И вдруг мне почему-то стало его жалко, потому что я понял, до чего ему
самому хочется посидеть с красивой девушкой в прохладном помещении для
отлетающих депутатов, и если при этом не забывать, что он человек немалого
гражданского мужества, все становится человечным и объяснимым. А если к
сказанному добавить, что Глав. Экс вез в Москву большую корзину божественных
персиков, нежных и желтых, как свежевылупленные цыплята, все становится еще
более понятным и человечным.
Одним словом, во время всей этой суматохи и случился толчок, которого
никто из нас не заметил. Но зачем сейчас, в вагоне-ресторане, перед
неумолимым взором армавирского скептика, было об этом вспоминать? Зачем?
-- Что, не верите? -- спросил я у повеселевшего армавирца, чтобы
услышать от него хотя бы возражение и как-нибудь выкарабкаться из этого
тупика, куда я сам себя загнал.
-- Зачем спорить, -- ответил он примирительно, не давая мне
выкарабкаться, -- мы разговариваем со своей компанией, вы -- со своей,
каждый говорит, что думает... {222}
Я молча уткнулся в свой шашлык, который наконец принесла официантка.
Армавирец продолжал витийствовать, время от времени повышая голос, как
учитель, который таким образом, не прерывая занятия со всеми учениками, дает
знать отдельному шалуну, что он его видит и осуждает.
Я постарался поскорее расплатиться и уйти. Когда я уходил, армавирец
говорил, что в Ташкенте в результате землетрясения пятьдесят тысяч
сумасшедших. Хотя я не оглядывался, я был уверен, что он при этом смотрел
мне в спину.
Мой идиотский разговор о Ташкенте ухудшил мое настроение и довел его
почти до того уровня, с которого я начинал дорогу. Моя бессильная злость
требовала какого-то выхода, и я решил выйти на ближайшей станции и выпить
пива.
Может, я так решил еще и потому, что это был вокзал одного
среднерусского города, где я когда-то работал и часто во время командировок,
а иногда и независимо от них захаживал в вокзальный буфет.

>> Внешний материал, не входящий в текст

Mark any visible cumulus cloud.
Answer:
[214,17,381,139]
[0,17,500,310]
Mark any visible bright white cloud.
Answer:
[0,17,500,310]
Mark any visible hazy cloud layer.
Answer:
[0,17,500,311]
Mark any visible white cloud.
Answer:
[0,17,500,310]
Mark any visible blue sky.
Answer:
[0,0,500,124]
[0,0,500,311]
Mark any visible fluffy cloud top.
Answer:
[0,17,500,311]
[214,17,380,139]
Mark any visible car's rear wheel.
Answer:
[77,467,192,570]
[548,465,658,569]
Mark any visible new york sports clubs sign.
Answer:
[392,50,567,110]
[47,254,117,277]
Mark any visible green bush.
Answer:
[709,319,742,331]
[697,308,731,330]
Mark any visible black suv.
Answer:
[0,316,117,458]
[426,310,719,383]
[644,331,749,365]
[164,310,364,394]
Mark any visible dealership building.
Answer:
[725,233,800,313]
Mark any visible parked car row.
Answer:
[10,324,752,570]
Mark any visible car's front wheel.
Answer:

Я узнал, сколько времени стоит наш поезд, и, когда мы подошли к
станции, выскочил на перрон. Под моросящим дождем я добежал до вокзала и
прошел в буфет. У буфета стояла большая очередь за пивом. Я пристроился в
хвост и стал ждать, прислушиваясь к сообщениям вокзального диктора.

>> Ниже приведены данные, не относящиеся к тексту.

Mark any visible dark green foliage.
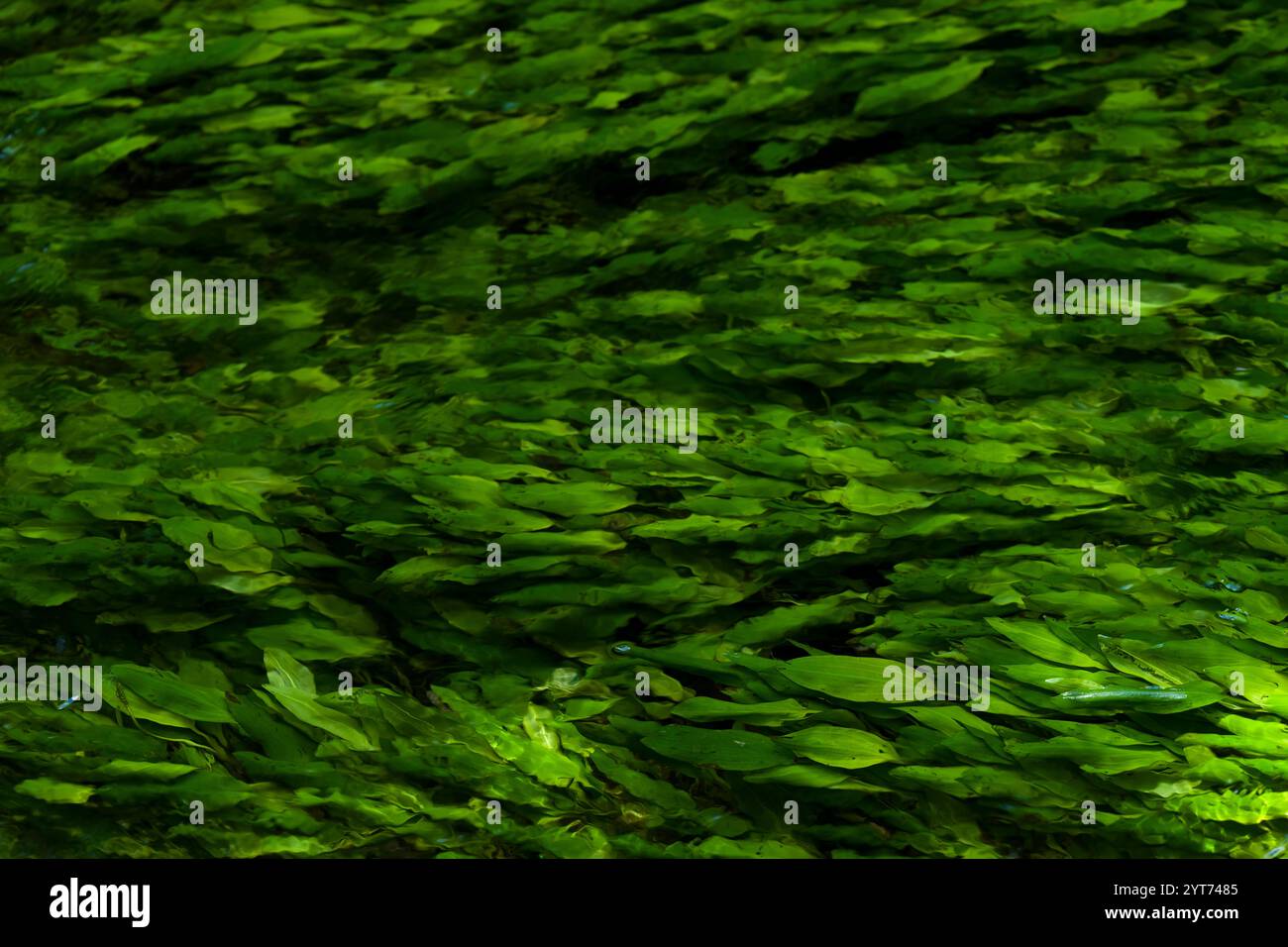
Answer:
[0,0,1288,857]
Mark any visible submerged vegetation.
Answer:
[0,0,1288,857]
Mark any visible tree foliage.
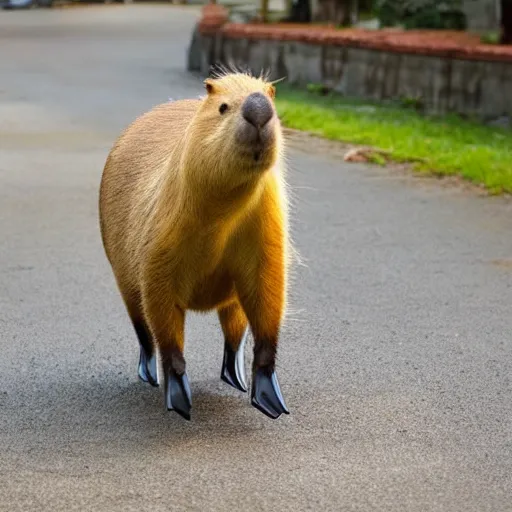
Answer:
[376,0,466,30]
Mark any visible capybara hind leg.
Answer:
[218,302,249,392]
[237,258,289,419]
[133,320,158,387]
[147,302,192,420]
[125,297,158,387]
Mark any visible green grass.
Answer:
[276,85,512,194]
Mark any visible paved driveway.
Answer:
[0,6,512,512]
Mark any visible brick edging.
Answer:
[200,23,512,62]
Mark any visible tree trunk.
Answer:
[501,0,512,44]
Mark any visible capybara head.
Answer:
[183,73,282,192]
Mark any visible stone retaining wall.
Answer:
[188,24,512,120]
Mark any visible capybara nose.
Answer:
[242,92,274,128]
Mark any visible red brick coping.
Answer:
[200,23,512,62]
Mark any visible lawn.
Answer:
[276,85,512,194]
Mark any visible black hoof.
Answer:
[220,330,248,393]
[165,370,192,420]
[139,346,158,387]
[251,368,290,420]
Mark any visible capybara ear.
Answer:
[204,78,215,94]
[267,84,276,99]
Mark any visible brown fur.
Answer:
[100,73,289,380]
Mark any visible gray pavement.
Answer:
[0,6,512,512]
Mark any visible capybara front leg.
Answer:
[240,260,289,419]
[218,301,249,393]
[147,301,192,420]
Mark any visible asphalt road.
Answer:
[0,6,512,512]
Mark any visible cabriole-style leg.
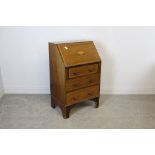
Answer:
[94,97,99,108]
[51,95,56,109]
[62,107,70,119]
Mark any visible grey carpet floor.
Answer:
[0,95,155,129]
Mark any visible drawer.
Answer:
[69,64,98,78]
[66,73,100,92]
[66,85,99,105]
[58,41,100,67]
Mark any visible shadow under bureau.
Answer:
[49,41,101,118]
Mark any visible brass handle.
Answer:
[88,80,93,83]
[88,93,93,96]
[73,84,78,87]
[73,72,79,75]
[73,97,78,101]
[88,69,93,72]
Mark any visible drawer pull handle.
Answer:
[88,69,93,72]
[88,80,93,83]
[73,72,79,75]
[73,97,78,101]
[88,93,93,96]
[73,84,78,87]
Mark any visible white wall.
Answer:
[0,27,155,94]
[0,68,4,98]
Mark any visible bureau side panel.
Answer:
[49,43,66,104]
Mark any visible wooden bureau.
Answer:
[49,41,101,118]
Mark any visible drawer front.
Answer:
[66,73,100,92]
[66,85,99,105]
[58,41,100,66]
[69,64,98,78]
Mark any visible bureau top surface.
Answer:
[56,41,100,67]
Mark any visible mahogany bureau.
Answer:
[49,41,101,118]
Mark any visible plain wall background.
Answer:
[0,67,4,98]
[0,27,155,94]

Через минуту в буфете стали появляться пассажиры с нашего поезда.
Некоторые из них вглядывались в меня, тускло узнавая, и, узнав, сердито
отворачивались, недовольные излишеством этих умственных усилий, когда и так
мало времени.
Одни из них садились за накрытые столы, а другие прямо проходили к
стойке буфета. Я удивился, что очередь не выражает возмущения, и уже готов
был сам возмутиться, но тут заметил на стойке небольшую вывеску, гласящую,
что пассажиры с поездов обслуживаются вне очереди.

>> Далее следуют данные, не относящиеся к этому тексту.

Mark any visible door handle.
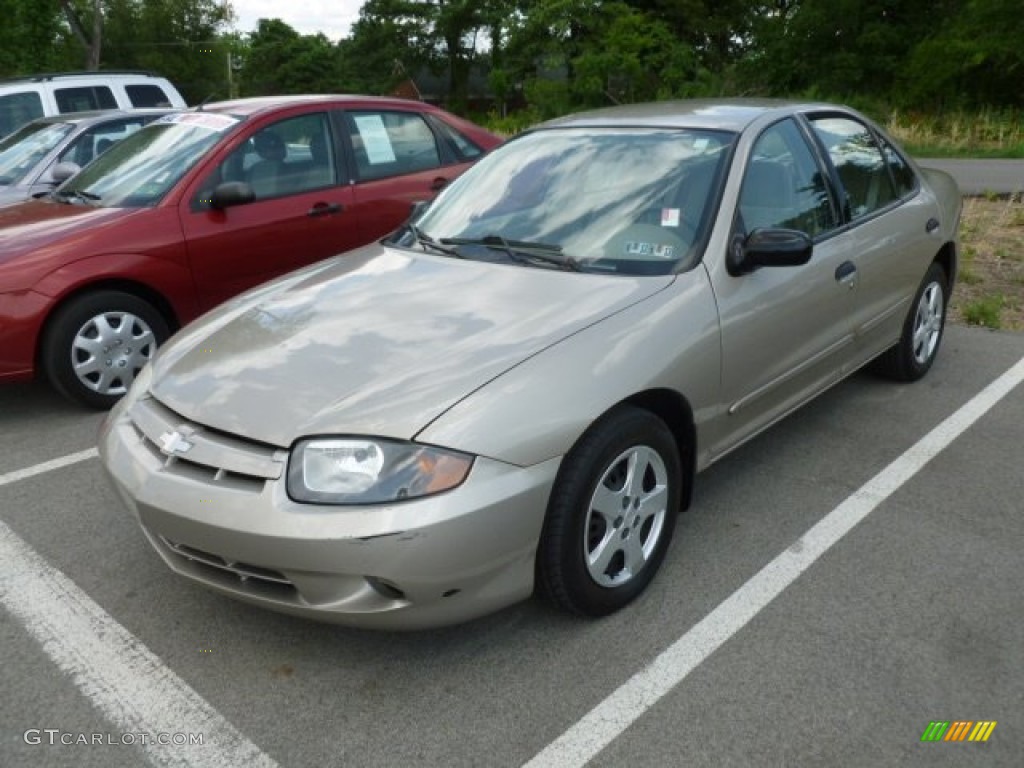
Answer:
[836,261,857,291]
[306,203,342,218]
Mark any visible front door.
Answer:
[180,112,358,308]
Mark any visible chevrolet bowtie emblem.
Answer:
[160,431,191,456]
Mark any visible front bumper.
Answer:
[99,397,559,629]
[0,291,53,381]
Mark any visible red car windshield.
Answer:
[56,112,240,208]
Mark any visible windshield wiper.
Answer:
[406,224,465,259]
[441,234,581,272]
[53,189,99,206]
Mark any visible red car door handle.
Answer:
[306,203,341,218]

Бормоча какие-то слова, я вышел из очереди и присоединился к своим
попутчикам. Некоторые представители большой очереди враждебно взглянули на
меня, как бы изобличая в двуличии. {223}
Когда подошла моя очередь, буфетчица посмотрела на меня и покачала
головой.
-- Я с поезда, -- сказал я, чувствуя какую-то неуверенность.
-- Ну конечно, -- улыбнулась она, -- первый раз вижу.
-- Правда, -- сказал я, чувствуя, что все пропало, -- я теперь здесь не
живу, я с поезда...
-- Он сюда приезжает пиво пить, -- сказал кто-то из большой очереди.
-- Мне что, -- протянула буфетчица, улыбаясь и подмигивая, -- как
скажет очередь...
-- Ничего, ничего, -- согласился я и, быстро повернувшись, вышел из
буфета.
Я выскочил на перрон. От раздражения этой маленькой неудачей кровь
ударила мне в голову и разлилась теплотой. Я почувствовал, что тело мое
теряет вес, вернее, наполняется легким, грузоподъемным веществом веселья.
Слегка оттолкнувшись от земли, я влетел в тамбур нашего вагона. Я понял, что
раз буфетчица вспомнила меня через несколько лет и даже не заметила
промежутка между моим последним приходом и этим, значит, не так уж плохи мои
дела и не так бесследны наши отношения с людьми, как нам иногда кажется. И
когда, друзья мои, вам кажется, что весь мир отвернулся от вас, вы должны
помнить, что в нем всегда найдется буфетчица, которая, презрев пространство
и время, вечно держит вас в незримом списке своих клиентов.
В некотором восторженном возбуждении я с полчаса простоял в тамбуре и с
удовольствием курил, обсасывая эту не слишком богатую, но приятную мысль.
Когда радость, исходящая от нее, стала во мне слабеть, я вспомнил про
моего старичка и решил рассказать ему об этом случае и таким образом, путем
агитации другого, поддержать в себе уверенность в важности своего вывода.
Я вошел в вагон. В коридоре его не было. Я приоткрыл дверь его купе.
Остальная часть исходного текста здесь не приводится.